Following libraries helped to realize the project:

    1. VirtualWire - handles interrupt for software PWM on all 3 channels. Three hardware PWM on pins 1,3,4 is hard to apply in Digispark since timer1 is in use by micronucleus. The commonly available hardware PWM code doesn't work. The VW library takes approx. 11% of Digispark memmory. The project uses only two external functions from the library. Clipping it reduces ROM usage by 8%.

    2. TinySoftPwm - handles pulse wide modulation. PWM manipulates amount of light emitted by red, green and blue components, which mix to produce distinct colors.

    3. avr/eeprom - stores settings in energy independent memory. It eliminates the common LED controller misconception - forgetting settings after power-off. The forgetting makes many controllers unusable in simple residential applications. The library can be excluded from the sketch to save about 11% ROM. EEPROM operations can be handled by TinyWire library if you utilize EEPROM bank in the DS3231 instead of internal ATtiny bank.

    4. TinyWireM - communication via I2C bus, where uC works as master.

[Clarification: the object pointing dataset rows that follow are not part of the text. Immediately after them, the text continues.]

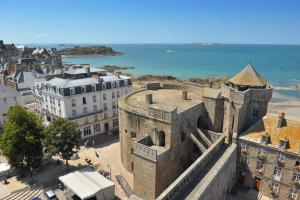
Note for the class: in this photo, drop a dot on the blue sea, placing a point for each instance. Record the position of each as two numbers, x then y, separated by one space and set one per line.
280 64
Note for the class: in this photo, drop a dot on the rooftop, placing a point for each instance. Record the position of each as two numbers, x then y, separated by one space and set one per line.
67 83
165 98
85 182
212 93
268 126
248 77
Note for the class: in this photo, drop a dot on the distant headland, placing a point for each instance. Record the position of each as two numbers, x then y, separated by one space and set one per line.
78 51
205 43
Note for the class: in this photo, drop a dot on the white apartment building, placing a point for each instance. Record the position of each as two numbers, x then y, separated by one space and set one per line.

It enables to use DS3231 timer (I2C slave). The timer is a precision clock with thermal compensation. It is energy independent and runs while LED controller is powered off.

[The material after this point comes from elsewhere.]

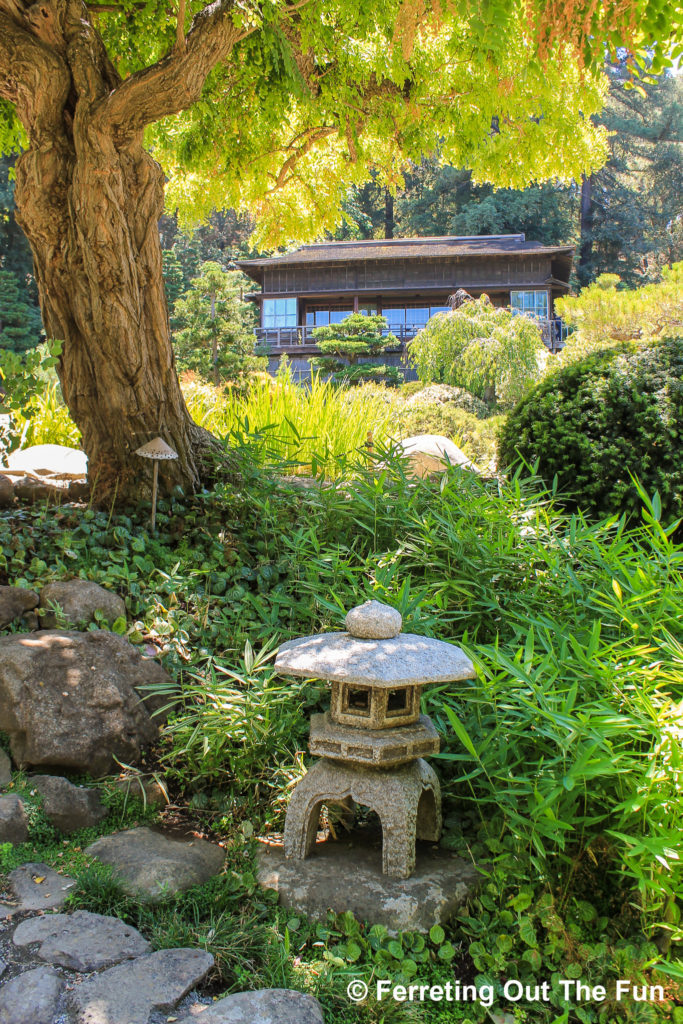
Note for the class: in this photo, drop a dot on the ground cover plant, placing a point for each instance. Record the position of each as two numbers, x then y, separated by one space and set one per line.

    5. TinyRTClib - reads timer registers and sets clock. The library takes much space while only three external functions are required. Clipping them reduces ROM usage by 6%.

The sketch code is available in the files repository below. Its comments are fair to understand and improve the code for a solid Arduino software developer.

The sketch has a commented line in the function setup(). The line initializes the clock module at its first deployment. The sketch has to be uploaded to the micro-controller for the first time after PCB assembly is finished. I this case the line has to be uncommented with time parameters set correctly. The sketch would be uploaded and immediately run once. After that the sketch has to be uploaded once again with the line commented out. Since the Digispark ROM utilization by the sketch is 99%, uncommenting the line writing to the timer requires commenting out another instruction. The line that reads values from timer would fit the task.

An operational controller

It should be installed in a serviceable box. It should be attached to:

    1. an appropriately powered 12V PSU,

    2. a LED strip, and

    3. a wall-mounted two latch switch.

An additional wall-mounted switch can be applied as a general power on/off, to cut PSU off AC supply. In this case a micronucleus update is required to eliminate 5 sec boot-loader delay. Digispark enters programming mode for 5 sec after reset button is pushed with micronucleus-1.11-entry-ext-reset-upgrade.hex. Accented light starts immediately after general power switch is turned on.

RGB controller installation example

The typical use cases are depicted below. By default the controller drives RGB strip into color accent after it's switched on. A straight white color can be seen at the same intensity level as accent, if the control button is clicked on and off. The controller starts with accented light again after power off. More functions could be read from the control diagram in the attachment.

user scenarios

Bonus idea

At the end I've opened up a couple of commercially sold controllers. It seems, they do indeed utilize AVR uC. At least they have the 8 pin controllers. The available in the controllers LED PWM drivers a fully functional. Soldering a DIP8 IC socket on such commercial PCB may allow construction of the better controller with minimal soldering and in a decent housing.